Help us empower poor widows in India

Help us empower poor widows in India

PM Tony Blair and Raj Loomba at the launch of the charity in 1997

Prime Minister Tony Blair and Raj Loomba at the launch of the charity in 1997

About The Loomba Foundation

The Loomba Foundation is a UN-recognised NGO, established in 1997 and registered in both the UK and India, dedicated to supporting disadvantaged widows and their families and ending the discrimination widows face worldwide.

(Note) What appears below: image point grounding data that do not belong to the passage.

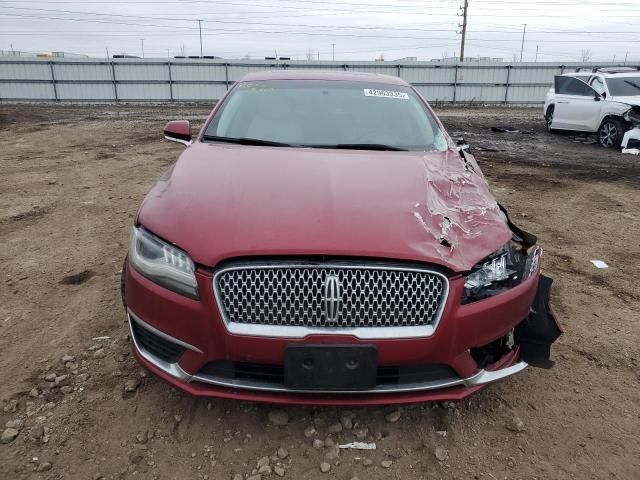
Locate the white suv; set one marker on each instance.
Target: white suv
(605, 100)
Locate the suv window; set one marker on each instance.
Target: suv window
(624, 86)
(598, 85)
(573, 86)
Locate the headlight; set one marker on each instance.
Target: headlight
(501, 271)
(162, 263)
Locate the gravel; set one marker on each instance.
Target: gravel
(441, 454)
(9, 435)
(279, 417)
(514, 424)
(131, 385)
(393, 417)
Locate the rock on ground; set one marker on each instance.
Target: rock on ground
(279, 417)
(9, 435)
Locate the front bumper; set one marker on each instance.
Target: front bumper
(197, 328)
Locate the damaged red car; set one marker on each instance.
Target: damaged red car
(323, 240)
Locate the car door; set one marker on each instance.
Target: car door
(577, 105)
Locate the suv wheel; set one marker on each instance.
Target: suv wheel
(610, 133)
(549, 118)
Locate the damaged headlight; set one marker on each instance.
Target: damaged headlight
(162, 263)
(500, 271)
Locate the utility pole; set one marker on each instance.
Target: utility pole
(464, 28)
(524, 32)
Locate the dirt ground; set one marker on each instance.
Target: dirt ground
(72, 178)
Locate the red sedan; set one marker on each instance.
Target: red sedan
(323, 240)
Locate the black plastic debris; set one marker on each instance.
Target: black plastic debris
(539, 330)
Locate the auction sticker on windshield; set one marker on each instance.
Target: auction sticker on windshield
(371, 92)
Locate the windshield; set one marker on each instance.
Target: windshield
(327, 114)
(624, 86)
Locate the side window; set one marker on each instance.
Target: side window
(573, 86)
(598, 85)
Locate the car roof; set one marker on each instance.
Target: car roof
(362, 77)
(606, 74)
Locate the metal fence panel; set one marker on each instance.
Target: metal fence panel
(136, 79)
(192, 72)
(482, 75)
(25, 71)
(480, 94)
(436, 94)
(85, 91)
(77, 72)
(144, 92)
(197, 92)
(140, 72)
(428, 74)
(26, 91)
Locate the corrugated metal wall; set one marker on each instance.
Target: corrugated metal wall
(192, 80)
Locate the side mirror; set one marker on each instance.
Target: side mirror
(461, 144)
(178, 131)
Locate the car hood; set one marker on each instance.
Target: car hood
(221, 201)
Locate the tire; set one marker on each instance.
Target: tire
(549, 118)
(611, 132)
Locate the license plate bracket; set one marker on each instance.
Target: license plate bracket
(330, 367)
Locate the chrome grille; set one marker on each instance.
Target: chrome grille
(295, 295)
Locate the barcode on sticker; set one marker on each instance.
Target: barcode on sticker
(371, 92)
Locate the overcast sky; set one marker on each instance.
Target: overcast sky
(562, 30)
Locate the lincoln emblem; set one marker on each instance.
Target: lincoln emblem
(332, 298)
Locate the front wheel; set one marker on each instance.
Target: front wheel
(611, 132)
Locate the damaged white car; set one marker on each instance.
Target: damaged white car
(605, 101)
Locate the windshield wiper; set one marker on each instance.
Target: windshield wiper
(633, 84)
(362, 146)
(245, 141)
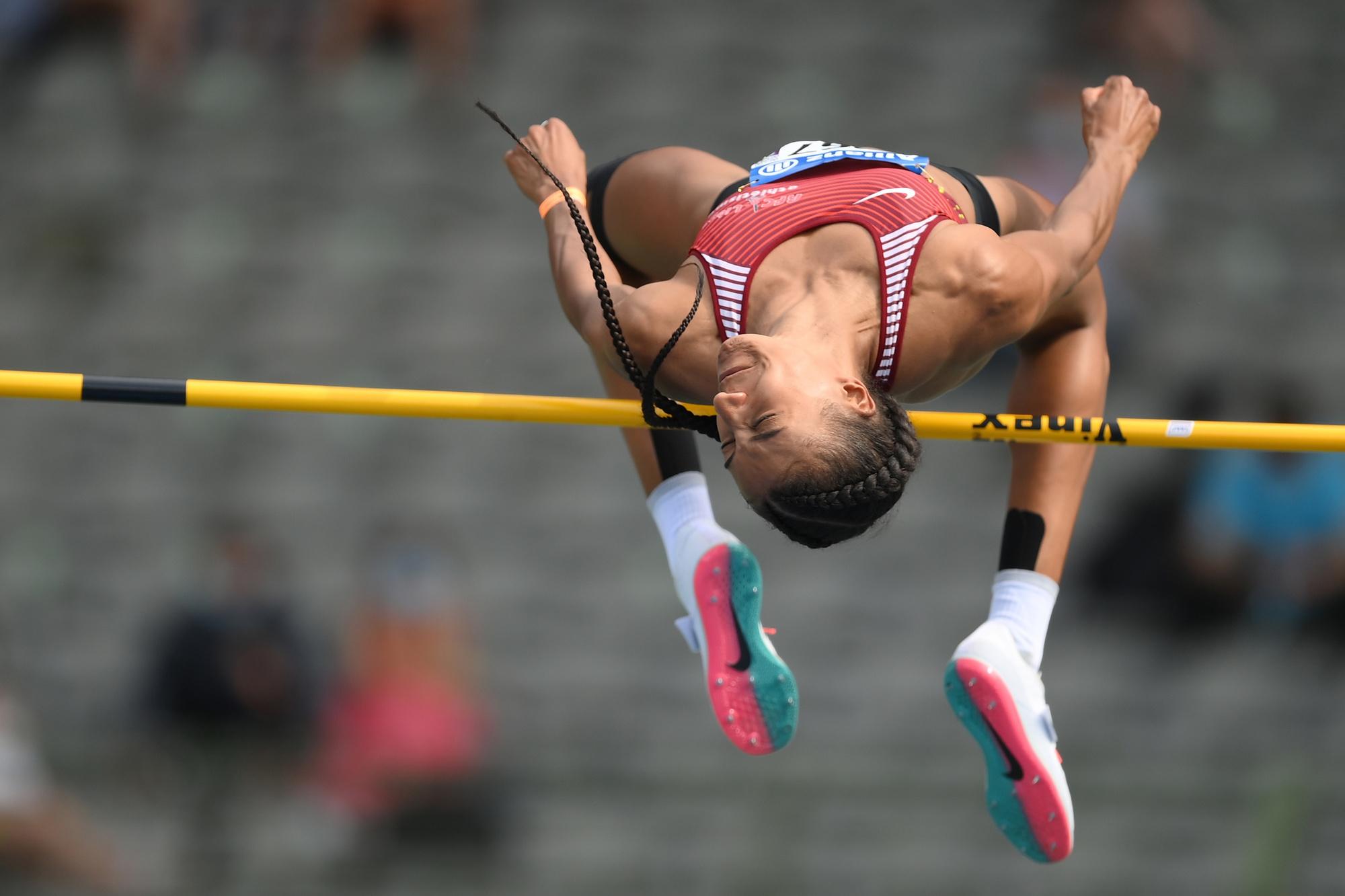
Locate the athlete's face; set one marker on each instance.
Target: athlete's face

Our mission is rooted in a personal story. In 1954, in the town of Dhilwan in northern India, Pushpa Wati Loomba was widowed at 37 and immediately subjected to traditional customs that stripped her of dignity and hope. Her ten-year-old son, Raj, witnessed the abrupt transformation of his mother’s life and the deep injustices widows routinely endured. Years later, at his own wedding, Raj was confronted again with the prejudice directed at widows when his mother was asked to step away from the altar.

When Pushpa Wati passed away in 1992, Raj resolved to honour her legacy by challenging the stigma that blights the lives of millions. Together with his wife, Veena, he founded the Shrimati Pushpa Wati Loomba Trust – now The Loomba Foundation – to support widows and their children and to change the culture that discriminates against them.

From the outset, the Foundation has combined practical empowerment programmes with advocacy at the highest levels, engaging governments, industry and civil society. The charity was launched in London in 1998 in the presence of UK Prime Minister Tony Blair and Cherie Blair, and inaugurated in India the following year by Prime Minister Atal Behari Vajpayee.

Today, The Loomba Foundation continues its global work to ensure that every widow can live with dignity, opportunity and justice.